I was delivering a lecture to a group of academics and students out in San Jose recently [see the slideshow here] and someone in the crowd asked me to send them a list of some of the many books I had mentioned during my talk, which was about future policy clashes over various emerging technologies. I cut the list down to the five books that I believe best frame the nature of debates over innovation and technology policy. They are:
- Virginia Postrel, The Future and Its Enemies (1998): Contrasts the conflicting worldviews of “dynamism” and “stasis” and shows how the tensions between these two visions influences debates over technological progress. No book has had a greater influence on my own thinking about debates over innovation and progress.
- Joel Garreau, Radical Evolution: The Promise and Peril of Enhancing Our Minds, Our Bodies — and What It Means to Be Human (2005). Describes how debates about emerging technologies are typically framed in terms of “Heaven” versus “Hell” scenarios. He then offers an alternative “Prevail” paradigm explaining how we “muddle through” and prosper in the face of adversity.
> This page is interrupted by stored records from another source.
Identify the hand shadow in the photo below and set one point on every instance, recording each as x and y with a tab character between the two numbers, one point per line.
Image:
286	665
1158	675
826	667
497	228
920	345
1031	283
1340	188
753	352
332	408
- Joel Mokyr, Lever of Riches: Technological Creativity and Economic Progress (1990): One of the finest histories of technological innovation ever penned. It’s certainly my favorite. It explores how earlier technologies evolved and created social and economic tensions.
- Matt Ridley, The Rational Optimist: How Prosperity Evolves (2010): Makes the case for “rational optimism” in debates about technology and innovation and takes on pessimistic critics of technological change.
- Larry Downes, The Laws of Disruption: Harnessing the New Forces That Govern Life and Business in the Digital Age (2009): Explains how lawmaking in the information age is inexorably governed by the “law of disruption” or the fact that “technology changes exponentially, but social, economic, and legal systems change incrementally.” That fact, he explains, has profound ramifications for all technology policy debates going forward.
If you haven’t read these amazing books yet, add them to your collection right now! They are worth reading again and again. They will forever change the way you think about debates over technology and innovation.